PSNR values (larger values are better) of the different methods compared for several slices thicknesses for the normal brain anatomy case.

Slice Thickness (mm) 2 3 5 7 9
NN 25.13 21.91 19.04 17.68 16.70
B-Spline 28.09 23.77 20.20 18.44 17.18
Rousseau 26.71
Proposed 40.65 37.64 34.37 32.24 30.64

Figure 3.

Figure 3

A sagittal slice for the normal anatomy case. From top to bottom, results with different slice thicknesses (2, 3, 5, 7, 9 mm) and from left to right, the NN reconstruction, the B-Spline reconstruction, and the proposed method.

3.4. Comparison on Pathological Brain Anatomy (Multiple Sclerosis)

In this case, the same experiment was repeated as above, but this time using the MS T2-w HR and MS T1-w HR phantoms available from the Brainweb website. The proposed method was also compared to the NN and B-Spline interpolation. Again, Rousseau's method results for 3 mm slice thickness were supplied by the authors. The results can be observed in Table 2. In Figure 4, a visual comparison of the results for 3 mm slice thickness can be done. Once more, the proposed method drastically improved the results in all the cases.

Table 2.

PSNR values of the different methods compared for several slices thicknesses for the multiple sclerosis anatomy case.

Slice Thickness (mm) 2 3 5 7 9
NN 26.21 22.99 20.09 18.72 17.73
B-Spline 29.33 24.99 21.29 19.59 18.33
Rousseau 27.33
Proposed 41.04 38.08 34.81 32.64 30.96

Figure 4.

Figure 4

From top to bottom: Original Axial, Sagittal and Coronal sections of the HR T2 data, NN interpolation, B-Spline interpolation, Rousseau's method and proposed reconstruction. We have the results for 3 mm slice thickness reconstruction. Note that MS lesions are better reconstructed using the proposed method.

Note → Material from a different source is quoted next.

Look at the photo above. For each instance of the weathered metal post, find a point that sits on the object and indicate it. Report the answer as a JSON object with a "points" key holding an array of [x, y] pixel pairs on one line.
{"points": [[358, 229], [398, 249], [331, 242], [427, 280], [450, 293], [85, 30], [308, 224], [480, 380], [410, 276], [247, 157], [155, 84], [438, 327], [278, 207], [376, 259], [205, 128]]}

We were curious about the effect of the proposed method in the MS lesions, since lesions appearing as T2-w hyper intensities are not often clearly visible in T1-w. We observed that MS lesions were well reconstructed, even though the T1-w regularization information did not help much to recover such structures. This fact can be understood taking into consideration the fact that the proposed method extracts information not only from the HR reference data but also from redundant patches in the LR data.

3.5. Noise Sensitivity

It is clear that the zero noise case is an idealization of the real MR image conditions. To address this issue, another experiment was performed on the Brainweb data, but this time adding Rician noise. An LR T2-w volume of voxel resolution 1 × 1 × 5 mm was reconstructed to 1 mm3. Both HR reference T1-w and LR T2-w data were corrupted with several levels of Rician distributed noise (0, 1, 2, and 4% of the maximum intensity). The noiseless phantoms were considered to be complex valued with the imaginary part equal to zero for the generation of Rician noise. Noise was generated by adding Gaussian noise to the real and imaginary parts and then computing the complex modulus, thus forming a magnitude image.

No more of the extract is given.